The plot is mostly normal. You will notice that there appears to be gaps in the plot at about 0.5, 0.7, and 0.9. That is an artifact because of the sample size division by n and the rounding of the decimal places and the bin width size. However, if I were to guess at the true proportion, we can definitely see that it is centered around 0.8. When we actually calculate the mean proportion and standard error for this sampling, we find that the mean is very close to 0.8 (0.8004333) and the SE is 0.1013599. So we can say 95% confidence that the population mean is between 0.7959884 and 0.8048782

  1. Change your sample size from 15 to 150, then compute the sampling distribution using the same method as above, and store these proportions in a new object called sample_props150. Describe the shape of this sampling distribution and compare it to the sampling distribution for a sample size of 15. Based on this sampling distribution, what would you guess to be the true proportion of those who think the work scientists do enhances their lives?
set.seed(2075)
sample_props150 <- global_monitor %>%
                    rep_sample_n(size = 150, reps = 2000, replace = TRUE) %>%
                    count(scientist_work) %>%
                    mutate(p_hat = n /sum(n)) %>%
                    filter(scientist_work == "Benefits")

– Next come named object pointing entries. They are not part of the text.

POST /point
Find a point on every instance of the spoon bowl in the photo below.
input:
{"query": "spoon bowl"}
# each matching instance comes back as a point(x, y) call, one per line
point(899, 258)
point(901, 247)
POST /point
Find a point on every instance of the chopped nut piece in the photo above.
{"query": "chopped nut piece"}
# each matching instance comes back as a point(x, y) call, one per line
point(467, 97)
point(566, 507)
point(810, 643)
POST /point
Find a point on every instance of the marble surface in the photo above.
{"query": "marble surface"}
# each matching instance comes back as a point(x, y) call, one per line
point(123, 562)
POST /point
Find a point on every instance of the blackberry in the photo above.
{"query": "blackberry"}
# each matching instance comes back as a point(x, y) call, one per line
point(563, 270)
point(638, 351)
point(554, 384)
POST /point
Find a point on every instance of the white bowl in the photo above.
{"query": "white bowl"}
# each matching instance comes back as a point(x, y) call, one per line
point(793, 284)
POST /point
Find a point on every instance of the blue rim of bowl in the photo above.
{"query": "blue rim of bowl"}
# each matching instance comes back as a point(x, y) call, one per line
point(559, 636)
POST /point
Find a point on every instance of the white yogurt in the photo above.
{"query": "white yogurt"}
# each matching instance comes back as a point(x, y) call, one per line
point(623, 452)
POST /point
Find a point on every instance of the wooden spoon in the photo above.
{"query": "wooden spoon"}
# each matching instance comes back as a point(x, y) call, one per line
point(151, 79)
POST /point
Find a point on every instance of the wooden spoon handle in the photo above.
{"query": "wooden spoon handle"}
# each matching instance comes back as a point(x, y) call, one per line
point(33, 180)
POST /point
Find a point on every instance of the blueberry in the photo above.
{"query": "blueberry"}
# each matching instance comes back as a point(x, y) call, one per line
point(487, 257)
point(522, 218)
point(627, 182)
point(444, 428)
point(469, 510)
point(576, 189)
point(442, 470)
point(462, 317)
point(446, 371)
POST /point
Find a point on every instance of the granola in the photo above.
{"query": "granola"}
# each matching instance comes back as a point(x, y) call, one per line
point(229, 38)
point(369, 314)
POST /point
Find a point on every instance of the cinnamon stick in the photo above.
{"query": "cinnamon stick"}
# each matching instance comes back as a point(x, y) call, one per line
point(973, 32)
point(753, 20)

ggplot(data = sample_props150, aes(x = p_hat)) +
  geom_histogram(binwidth = 0.02)

mean_proportion <- mean(sample_props150$p_hat)
std_dev_proportion <- sd(sample_props150$p_hat)
print(mean_proportion)
## [1] 0.7991167
print(std_dev_proportion)
## [1] 0.03233004
confidence_interval <- t.test(sample_props150$p_hat)$conf.int
cat("95% Confidence Interval Around the Mean:", confidence_interval)
## 95% Confidence Interval Around the Mean: 0.7976989 0.8005344

The plot is very normal, much more so than the sample size 15 model. You would be able to guess more definitively from the plot that the true proportion would be about 0.8. When we actually calculate the mean proportion and standard error for this sampling, we find that the mean proportion is very close to 0.8 (0.7991167) and the SE is 0.0.3233004. So we can say 95% confidence that the population proportion is between 0.7976989 and 0.8005344, more narrow than with the sample size 15 evaluation.

  1. Of the sampling distributions from 2 and 3, which has a smaller spread? If you’re concerned with making estimates that are more often close to the true value, would you prefer a sampling distribution with a large or small spread?

The one with the smaller spread is the one with larger sample size of 150 versus that of 15. When dealing with a smaller sample size, a single reduction of a “Benefits” observation will reduce the sample proportion by 0.0667 (0.1333 for 2, etc), and thereby expand the spread of possible proportions being observed in the sampling.The larger sample size is less susceptible to single observation variability and complies with the Law of Large Numbers. So if we want to get closer to the actual population proportion, we would want to take as large a sample size as possible that would reconcile with the Law of Large Numbers.